Absurdo cambio de nombre

José Francisco Socarrás Colina

Por: Carlos Augusto Rojas C.

Cambiar el nombre de una institución educativa por el sólo capricho de cambiarlo, y más cuando el nombre que se elimina es el de un hombre de estudio, de academia, de cultura, de ciencia, es un acto que no habla bien del promotor de la decisión.

Eso acaba de suceder con el nombre de
José Francisco Socarrás Colina, ilustre médico siquiatra y profesor, intelectual puro, con el cual el anterior alcalde de Valledupar, doctor Fredys Socarrás Reales, bautizó un megacolegio para honrar a una persona llena de méritos, cuyo apellido coincide con el del exalcalde aunque no tienen vínculo familiar, cosa que éste desearía.

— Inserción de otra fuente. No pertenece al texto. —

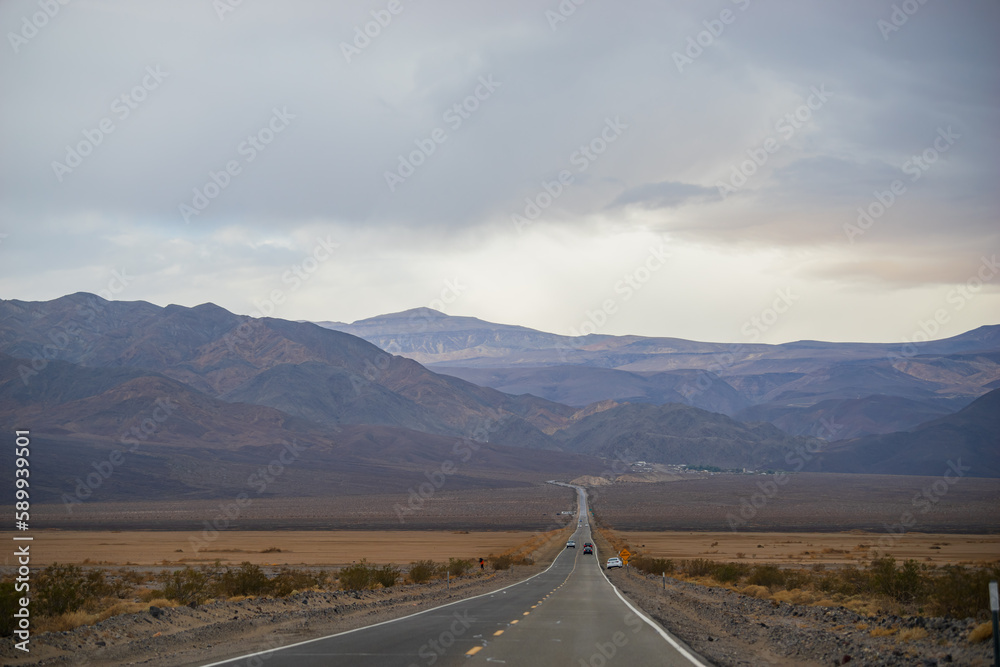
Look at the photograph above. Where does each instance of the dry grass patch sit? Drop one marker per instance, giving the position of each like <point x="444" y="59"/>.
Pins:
<point x="756" y="591"/>
<point x="912" y="634"/>
<point x="981" y="633"/>
<point x="883" y="632"/>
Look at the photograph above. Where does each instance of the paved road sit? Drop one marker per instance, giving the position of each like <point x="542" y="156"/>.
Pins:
<point x="567" y="615"/>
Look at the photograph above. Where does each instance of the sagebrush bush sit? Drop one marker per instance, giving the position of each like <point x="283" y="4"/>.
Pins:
<point x="64" y="588"/>
<point x="356" y="577"/>
<point x="288" y="580"/>
<point x="766" y="575"/>
<point x="246" y="580"/>
<point x="187" y="586"/>
<point x="458" y="566"/>
<point x="422" y="571"/>
<point x="501" y="562"/>
<point x="9" y="605"/>
<point x="386" y="575"/>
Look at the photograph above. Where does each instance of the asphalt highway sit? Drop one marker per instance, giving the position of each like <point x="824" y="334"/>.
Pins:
<point x="569" y="614"/>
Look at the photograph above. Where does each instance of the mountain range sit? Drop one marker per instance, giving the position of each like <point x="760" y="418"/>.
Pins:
<point x="129" y="399"/>
<point x="829" y="390"/>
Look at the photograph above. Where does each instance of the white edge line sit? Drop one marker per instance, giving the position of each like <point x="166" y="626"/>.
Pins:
<point x="650" y="622"/>
<point x="401" y="618"/>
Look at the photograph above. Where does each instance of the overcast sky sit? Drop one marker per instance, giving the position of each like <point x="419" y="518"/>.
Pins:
<point x="655" y="168"/>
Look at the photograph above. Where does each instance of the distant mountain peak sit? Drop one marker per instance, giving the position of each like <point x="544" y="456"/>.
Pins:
<point x="412" y="313"/>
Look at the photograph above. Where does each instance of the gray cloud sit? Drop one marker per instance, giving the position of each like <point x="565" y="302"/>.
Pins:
<point x="558" y="84"/>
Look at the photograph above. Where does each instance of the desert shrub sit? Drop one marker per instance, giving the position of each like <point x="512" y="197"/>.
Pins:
<point x="904" y="583"/>
<point x="501" y="562"/>
<point x="422" y="571"/>
<point x="652" y="565"/>
<point x="187" y="586"/>
<point x="800" y="579"/>
<point x="60" y="589"/>
<point x="248" y="579"/>
<point x="386" y="575"/>
<point x="356" y="577"/>
<point x="9" y="604"/>
<point x="962" y="593"/>
<point x="288" y="580"/>
<point x="766" y="575"/>
<point x="729" y="572"/>
<point x="699" y="567"/>
<point x="458" y="566"/>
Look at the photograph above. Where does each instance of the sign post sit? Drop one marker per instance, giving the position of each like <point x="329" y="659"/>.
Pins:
<point x="995" y="609"/>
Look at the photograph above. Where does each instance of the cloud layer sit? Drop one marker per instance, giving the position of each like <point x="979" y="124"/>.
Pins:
<point x="533" y="153"/>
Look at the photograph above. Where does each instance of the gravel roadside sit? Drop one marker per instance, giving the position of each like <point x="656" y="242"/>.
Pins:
<point x="728" y="628"/>
<point x="182" y="636"/>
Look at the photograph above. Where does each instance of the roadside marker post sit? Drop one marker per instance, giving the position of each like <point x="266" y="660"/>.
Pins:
<point x="995" y="609"/>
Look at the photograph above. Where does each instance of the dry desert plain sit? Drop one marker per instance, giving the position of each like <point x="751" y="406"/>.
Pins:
<point x="814" y="518"/>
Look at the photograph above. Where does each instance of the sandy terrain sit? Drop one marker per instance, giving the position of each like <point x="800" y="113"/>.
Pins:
<point x="803" y="502"/>
<point x="525" y="508"/>
<point x="296" y="547"/>
<point x="811" y="548"/>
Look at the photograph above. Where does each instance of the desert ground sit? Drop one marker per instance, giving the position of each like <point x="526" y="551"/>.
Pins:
<point x="811" y="548"/>
<point x="327" y="548"/>
<point x="533" y="507"/>
<point x="806" y="502"/>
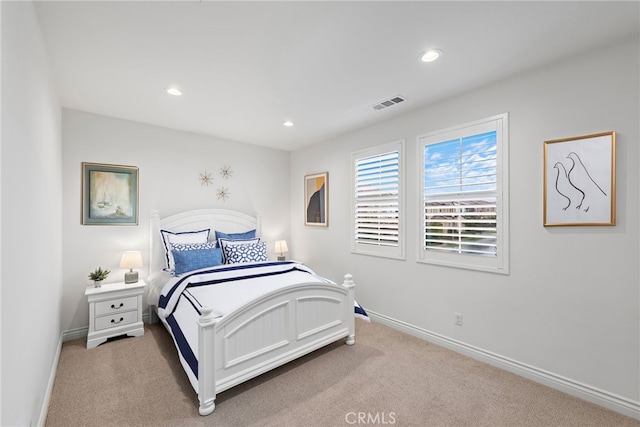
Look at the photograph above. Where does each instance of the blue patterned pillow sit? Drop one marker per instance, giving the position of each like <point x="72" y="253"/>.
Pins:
<point x="192" y="256"/>
<point x="245" y="252"/>
<point x="169" y="238"/>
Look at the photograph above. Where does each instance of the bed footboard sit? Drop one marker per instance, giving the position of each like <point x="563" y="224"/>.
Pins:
<point x="264" y="334"/>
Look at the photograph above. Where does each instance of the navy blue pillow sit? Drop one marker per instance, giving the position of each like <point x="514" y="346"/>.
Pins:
<point x="194" y="259"/>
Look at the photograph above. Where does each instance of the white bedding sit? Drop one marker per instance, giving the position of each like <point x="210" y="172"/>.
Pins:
<point x="223" y="288"/>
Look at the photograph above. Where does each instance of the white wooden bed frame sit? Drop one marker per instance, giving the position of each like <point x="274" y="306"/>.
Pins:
<point x="263" y="334"/>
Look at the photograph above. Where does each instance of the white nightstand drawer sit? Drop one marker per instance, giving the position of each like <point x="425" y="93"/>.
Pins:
<point x="116" y="305"/>
<point x="118" y="319"/>
<point x="115" y="309"/>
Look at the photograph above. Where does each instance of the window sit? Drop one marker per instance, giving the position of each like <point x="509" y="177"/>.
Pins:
<point x="464" y="210"/>
<point x="377" y="227"/>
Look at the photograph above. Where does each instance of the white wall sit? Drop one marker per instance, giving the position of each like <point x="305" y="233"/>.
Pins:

El actual alcalde decidió cambiar el nombre del colegio, talvez sin saber que se trata de un auténtico exponente de la inteligencia costeña, que se ganó a punta de estudio, investigaciones profundas y lecturas interminables un puesto distinguido en la cultura nacional y del continente a mediados del siglo XX hasta su muerte y aún después de ella.

Probablemente al alcalde no lo ilustraron sus asesores sobre el tamaño del error, o talvez ellos tampoco conocen, por su juventud, la importancia de Socarrás Colina, quien escribió durante muchos años una columna de opinión en el diario El Tiempo, que era fuente de consulta de profesores y estudiantes universitarios.

José Francisco Socarrás Colina fue el maestro de la generación de los normalistas y el ideólogo de la Escuela Normal Superior de Colombia, la institución que se creó para formar a los “maestros de maestros”, llamada en su tiempo, “El Vaticano de la cultura nacional”.

Socarrás imprimió una filosofía de la educación propia para el hombre colombiano, e insistió en la necesidad de métodos de investigación científica aplicables a nuestra propia realidad.

Por lo tanto, su nombre engrandece y da brillo a cualquier colegio, universidad o centro de educación y de cultura. No se equivocó el exalcalde Socarrás al escoger ese nombre para un colegio en Valledupar, con lo cual pagó en parte la deuda que tiene Colombia con uno de sus faros de la sabiduría y de la inteligencia.

Produce vergüenza que yahora esa deuda vuelva a adquirir plenitud con una decisión propia del oscurantismo y de subalternos intereses, independientemente de los merecimientos del nombre adoptado ahora para el colegio, que no es el objetivo de esta nota.